Bodybuilder: "In dieser Szene geht ohne Doping nichts", sagte ein Zeuge.


Wien. Hartes Training. Die richtige Ernährung. Es sind zwei der Eckpfeiler, die professionelle Bodybuilder brauchen, um in der Szene zu bestehen. Geht es nach einem 42-jährigen Angeklagten, bedarf es aber auch spezieller Hilfsmittel. Doping nehme man in der Früh, so wie andere Menschen halt Kaffee trinken würden, erzählt er. "Ist das gesund?", fragt ihn Einzelrichter Wilhelm Mende. "Meine Blutwerte sind top", antwortet der Angeklagte lächelnd.

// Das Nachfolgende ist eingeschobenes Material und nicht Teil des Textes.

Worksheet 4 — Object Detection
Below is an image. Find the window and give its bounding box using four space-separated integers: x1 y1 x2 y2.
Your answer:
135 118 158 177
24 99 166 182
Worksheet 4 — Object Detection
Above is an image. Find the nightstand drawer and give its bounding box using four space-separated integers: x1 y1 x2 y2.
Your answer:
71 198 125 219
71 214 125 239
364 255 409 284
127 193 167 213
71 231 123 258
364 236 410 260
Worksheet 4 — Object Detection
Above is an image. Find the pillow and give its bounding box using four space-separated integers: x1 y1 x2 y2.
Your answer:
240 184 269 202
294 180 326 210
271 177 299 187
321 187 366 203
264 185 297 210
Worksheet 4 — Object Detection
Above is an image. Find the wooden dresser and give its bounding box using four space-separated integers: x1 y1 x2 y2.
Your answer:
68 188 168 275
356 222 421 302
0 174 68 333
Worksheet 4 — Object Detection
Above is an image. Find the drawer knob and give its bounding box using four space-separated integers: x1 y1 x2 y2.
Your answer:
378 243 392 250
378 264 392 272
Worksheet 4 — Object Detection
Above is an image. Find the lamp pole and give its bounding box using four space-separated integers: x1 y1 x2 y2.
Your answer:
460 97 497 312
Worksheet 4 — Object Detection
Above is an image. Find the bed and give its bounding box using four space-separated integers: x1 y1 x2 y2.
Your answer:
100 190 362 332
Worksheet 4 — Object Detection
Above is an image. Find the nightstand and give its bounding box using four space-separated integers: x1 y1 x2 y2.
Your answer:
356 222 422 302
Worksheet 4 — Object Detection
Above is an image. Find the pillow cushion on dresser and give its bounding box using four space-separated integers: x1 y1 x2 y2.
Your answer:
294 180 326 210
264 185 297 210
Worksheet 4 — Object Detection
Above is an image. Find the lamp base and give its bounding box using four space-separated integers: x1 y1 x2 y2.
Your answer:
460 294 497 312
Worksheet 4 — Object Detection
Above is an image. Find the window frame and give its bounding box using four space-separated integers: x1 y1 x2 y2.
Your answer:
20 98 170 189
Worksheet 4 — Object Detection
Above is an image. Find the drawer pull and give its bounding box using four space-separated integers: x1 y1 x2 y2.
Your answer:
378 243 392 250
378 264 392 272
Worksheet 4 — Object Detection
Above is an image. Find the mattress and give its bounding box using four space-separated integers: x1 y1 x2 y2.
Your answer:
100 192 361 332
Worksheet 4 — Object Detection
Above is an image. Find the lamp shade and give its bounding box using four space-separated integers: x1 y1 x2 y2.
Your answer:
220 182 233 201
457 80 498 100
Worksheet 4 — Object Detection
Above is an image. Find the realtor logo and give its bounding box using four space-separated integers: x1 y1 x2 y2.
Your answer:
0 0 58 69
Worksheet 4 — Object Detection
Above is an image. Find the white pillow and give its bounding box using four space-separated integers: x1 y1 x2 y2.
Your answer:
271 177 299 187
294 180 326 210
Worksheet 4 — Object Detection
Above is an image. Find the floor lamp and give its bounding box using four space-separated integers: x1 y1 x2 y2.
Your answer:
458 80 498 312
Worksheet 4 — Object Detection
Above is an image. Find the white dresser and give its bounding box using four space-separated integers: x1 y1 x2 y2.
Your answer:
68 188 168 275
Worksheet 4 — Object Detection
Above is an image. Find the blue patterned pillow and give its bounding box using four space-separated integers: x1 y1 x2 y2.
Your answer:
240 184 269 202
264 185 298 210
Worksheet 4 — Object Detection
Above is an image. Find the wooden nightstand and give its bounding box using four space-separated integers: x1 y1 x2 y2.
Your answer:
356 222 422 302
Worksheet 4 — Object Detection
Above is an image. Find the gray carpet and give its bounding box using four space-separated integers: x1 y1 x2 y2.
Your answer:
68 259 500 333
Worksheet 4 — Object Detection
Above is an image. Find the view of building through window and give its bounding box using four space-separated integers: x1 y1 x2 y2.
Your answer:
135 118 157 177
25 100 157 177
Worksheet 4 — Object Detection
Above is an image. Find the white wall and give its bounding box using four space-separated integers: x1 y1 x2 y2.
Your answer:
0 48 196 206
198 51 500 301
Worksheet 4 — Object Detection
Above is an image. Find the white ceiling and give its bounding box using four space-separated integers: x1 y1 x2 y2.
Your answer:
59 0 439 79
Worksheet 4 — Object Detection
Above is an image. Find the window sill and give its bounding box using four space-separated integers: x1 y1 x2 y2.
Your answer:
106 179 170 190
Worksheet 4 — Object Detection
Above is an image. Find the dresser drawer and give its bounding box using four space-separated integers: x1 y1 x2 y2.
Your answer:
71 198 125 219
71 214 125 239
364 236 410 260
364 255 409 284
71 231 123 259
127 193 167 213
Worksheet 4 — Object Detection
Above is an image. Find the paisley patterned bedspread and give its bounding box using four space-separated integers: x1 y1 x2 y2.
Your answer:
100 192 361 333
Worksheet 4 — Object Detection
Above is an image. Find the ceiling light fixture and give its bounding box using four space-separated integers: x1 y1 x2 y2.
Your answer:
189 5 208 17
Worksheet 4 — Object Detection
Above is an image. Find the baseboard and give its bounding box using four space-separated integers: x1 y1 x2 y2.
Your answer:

Der 42-Jährige, der sich am Freitag am Wiener Straflandesgericht wegen mehreren Verstößen gegen das Anti-Doping-Gesetz zu verantworten hat, wirkt äußerst gefasst. Zu den Vorwürfen der Staatsanwaltschaft Wien, dass er an mehrere Abnehmer Dopingmittel weitergegeben haben soll, zeigt er sich zu Prozessbeginn weitgehend geständig. Höflich und ruhig beantwortet er die Fragen von Mende. Ganz in schwarz gekleidet, sitzt er vor dem Richter. Die Ausmaße seiner gigantischen Oberarme lassen sich durch den Anzug nur erahnen.

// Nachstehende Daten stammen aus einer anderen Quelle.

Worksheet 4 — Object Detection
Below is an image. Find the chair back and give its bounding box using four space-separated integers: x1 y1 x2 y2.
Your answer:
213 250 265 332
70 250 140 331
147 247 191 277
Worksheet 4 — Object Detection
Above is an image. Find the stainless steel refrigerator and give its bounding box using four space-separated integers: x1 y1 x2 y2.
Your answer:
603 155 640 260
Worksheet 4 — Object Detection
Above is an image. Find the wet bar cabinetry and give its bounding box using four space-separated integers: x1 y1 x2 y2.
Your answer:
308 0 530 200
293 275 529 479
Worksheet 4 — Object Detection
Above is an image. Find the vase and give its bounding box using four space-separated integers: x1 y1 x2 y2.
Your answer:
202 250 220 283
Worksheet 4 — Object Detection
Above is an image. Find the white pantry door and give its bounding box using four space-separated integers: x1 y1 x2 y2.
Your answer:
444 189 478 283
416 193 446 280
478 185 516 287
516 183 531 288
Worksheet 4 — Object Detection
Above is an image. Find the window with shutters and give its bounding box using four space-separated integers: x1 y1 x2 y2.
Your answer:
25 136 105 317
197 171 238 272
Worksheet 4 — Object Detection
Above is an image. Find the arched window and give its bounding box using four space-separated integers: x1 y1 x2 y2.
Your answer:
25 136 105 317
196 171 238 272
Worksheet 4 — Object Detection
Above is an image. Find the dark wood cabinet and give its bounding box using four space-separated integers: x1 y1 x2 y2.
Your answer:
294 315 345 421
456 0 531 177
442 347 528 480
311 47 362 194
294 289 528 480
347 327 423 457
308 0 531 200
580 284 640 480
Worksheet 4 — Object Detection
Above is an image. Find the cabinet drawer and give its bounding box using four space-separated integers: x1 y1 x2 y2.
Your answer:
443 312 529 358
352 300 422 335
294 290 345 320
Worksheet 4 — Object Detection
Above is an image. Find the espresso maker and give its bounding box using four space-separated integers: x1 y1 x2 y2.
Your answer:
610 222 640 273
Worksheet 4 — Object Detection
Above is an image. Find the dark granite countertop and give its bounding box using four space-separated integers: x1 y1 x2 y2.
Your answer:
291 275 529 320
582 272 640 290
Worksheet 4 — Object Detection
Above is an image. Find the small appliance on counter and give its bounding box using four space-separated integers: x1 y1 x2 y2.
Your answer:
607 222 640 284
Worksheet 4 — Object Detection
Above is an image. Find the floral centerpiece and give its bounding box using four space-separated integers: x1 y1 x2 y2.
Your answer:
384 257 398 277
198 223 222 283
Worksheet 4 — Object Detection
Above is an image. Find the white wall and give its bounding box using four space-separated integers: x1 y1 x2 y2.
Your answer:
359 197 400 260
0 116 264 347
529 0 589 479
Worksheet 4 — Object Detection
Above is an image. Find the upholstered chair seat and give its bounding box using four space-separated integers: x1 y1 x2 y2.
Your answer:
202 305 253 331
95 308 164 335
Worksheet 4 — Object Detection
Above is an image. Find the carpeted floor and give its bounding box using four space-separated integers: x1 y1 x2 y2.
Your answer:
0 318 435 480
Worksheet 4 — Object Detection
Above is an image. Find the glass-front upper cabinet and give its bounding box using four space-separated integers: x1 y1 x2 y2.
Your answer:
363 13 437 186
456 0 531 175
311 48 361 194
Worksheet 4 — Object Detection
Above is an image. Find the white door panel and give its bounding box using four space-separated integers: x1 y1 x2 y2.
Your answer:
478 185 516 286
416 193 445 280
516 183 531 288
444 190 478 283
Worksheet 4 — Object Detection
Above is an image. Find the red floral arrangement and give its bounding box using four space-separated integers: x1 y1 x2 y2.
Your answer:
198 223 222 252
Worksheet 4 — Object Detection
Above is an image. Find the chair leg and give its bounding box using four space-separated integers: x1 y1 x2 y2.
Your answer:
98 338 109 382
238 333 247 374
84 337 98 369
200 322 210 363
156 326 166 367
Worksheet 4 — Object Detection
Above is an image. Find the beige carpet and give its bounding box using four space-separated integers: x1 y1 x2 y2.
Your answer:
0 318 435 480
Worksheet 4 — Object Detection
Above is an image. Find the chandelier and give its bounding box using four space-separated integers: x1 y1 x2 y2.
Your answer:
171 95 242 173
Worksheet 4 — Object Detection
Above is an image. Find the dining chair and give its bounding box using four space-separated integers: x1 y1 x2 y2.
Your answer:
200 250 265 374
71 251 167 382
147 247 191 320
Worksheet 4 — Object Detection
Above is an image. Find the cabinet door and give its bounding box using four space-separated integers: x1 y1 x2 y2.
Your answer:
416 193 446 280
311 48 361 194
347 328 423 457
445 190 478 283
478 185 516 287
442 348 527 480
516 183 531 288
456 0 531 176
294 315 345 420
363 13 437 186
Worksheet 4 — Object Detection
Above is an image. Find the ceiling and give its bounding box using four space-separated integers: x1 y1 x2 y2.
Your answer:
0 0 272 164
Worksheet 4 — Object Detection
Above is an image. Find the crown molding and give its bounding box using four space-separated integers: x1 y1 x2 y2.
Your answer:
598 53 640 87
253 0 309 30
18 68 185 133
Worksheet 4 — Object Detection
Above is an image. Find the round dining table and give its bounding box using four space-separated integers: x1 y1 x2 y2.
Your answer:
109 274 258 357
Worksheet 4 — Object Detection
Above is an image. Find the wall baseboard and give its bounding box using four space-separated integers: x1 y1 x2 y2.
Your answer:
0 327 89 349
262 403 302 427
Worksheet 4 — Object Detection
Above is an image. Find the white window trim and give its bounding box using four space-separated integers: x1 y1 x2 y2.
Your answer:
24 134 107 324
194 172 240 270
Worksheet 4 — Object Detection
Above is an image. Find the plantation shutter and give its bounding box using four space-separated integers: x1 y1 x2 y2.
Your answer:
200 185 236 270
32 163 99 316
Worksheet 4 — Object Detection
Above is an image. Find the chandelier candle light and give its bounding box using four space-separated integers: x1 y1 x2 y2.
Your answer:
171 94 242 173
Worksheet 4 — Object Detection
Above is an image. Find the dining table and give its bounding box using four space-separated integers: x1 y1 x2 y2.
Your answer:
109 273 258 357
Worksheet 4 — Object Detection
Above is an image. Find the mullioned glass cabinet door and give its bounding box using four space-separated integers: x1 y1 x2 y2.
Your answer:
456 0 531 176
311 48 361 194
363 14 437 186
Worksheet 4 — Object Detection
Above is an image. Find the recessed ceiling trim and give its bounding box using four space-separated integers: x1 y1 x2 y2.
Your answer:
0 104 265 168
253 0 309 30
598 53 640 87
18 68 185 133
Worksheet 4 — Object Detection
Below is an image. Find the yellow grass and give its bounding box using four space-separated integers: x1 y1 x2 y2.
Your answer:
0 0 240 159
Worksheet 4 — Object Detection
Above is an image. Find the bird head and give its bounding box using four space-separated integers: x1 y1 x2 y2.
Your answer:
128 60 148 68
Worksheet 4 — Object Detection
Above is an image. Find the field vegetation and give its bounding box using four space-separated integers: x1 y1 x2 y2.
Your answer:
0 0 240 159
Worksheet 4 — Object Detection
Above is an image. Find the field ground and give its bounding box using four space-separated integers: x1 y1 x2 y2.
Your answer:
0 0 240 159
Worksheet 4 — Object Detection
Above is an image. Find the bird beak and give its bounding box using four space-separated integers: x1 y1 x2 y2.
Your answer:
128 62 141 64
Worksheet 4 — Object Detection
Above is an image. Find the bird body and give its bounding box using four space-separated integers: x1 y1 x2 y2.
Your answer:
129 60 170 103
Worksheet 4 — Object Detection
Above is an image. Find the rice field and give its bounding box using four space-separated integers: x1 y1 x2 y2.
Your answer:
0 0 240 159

Der Angeklagte habe ja nur "kleinste Mengen" weitergegeben, meint Verteidiger Werner Tomanek in seinem Eröffnungsplädoyer. Im Wesentlichen habe sein Mandant mit den von der Anklage umfassten Mitteln nur den Eigenbedarf bestritten. "Dass man so nicht ausschaut vom Äpfel essen und bei offenem Fenster schlafen, ist evident", sagt Tomanek.

"Üblicherweise hat manVorräte zu Hause"

Seit 2008 nimmt der Angeklagte bei Bodybuilder-Wettbewerben teil - durchaus mit Erfolg. Bei manchen Wettkämpfen landete er sogar auf Spitzenplätzen. Hauptberuflich ist er als selbstständiger Unternehmer tätig. Er handelt mit Sportnahrung. 2014 wurde er bereits einmal wegen des Verkaufs von Anabolika rechtskräftig verurteilt.

Im ruhigen Tonfall, offen und direkt, gibt der Angeklagte Einblicke in die Dopingszene. Die Mittel nehme man etwa in der Vorbereitungszeit vor den Wettkämpfen. "Üblicherweise hat man Vorräte zu Hause." Von Kleinigkeiten hänge es nämlich ab, ob man Erster oder Vierter werde. "Und warum kriegt der Kollege was?", fragt Mende. "Man hilft sich aus", erklärt der Angeklagte. So gebe man sich gegenseitig das, was einem halt gerade fehle.

"Das ist einfach in unseren Kreisen so üblich, dass man sich austauscht", sagt er. Deshalb habe er Bekannten auch Ampullen weitergegeben. In der Verhandlung wird ausführlich über Mengen und Wirkstoffe - darunter Testosteron, Somatropin und Trenbolon - gesprochen. Welche Menge man jeweils zu nehmen hat, kann der Angeklagte genau angeben. Sieben Gramm Testosteron würden für zweieinhalb bis drei Wochen etwa reichen, erklärt er.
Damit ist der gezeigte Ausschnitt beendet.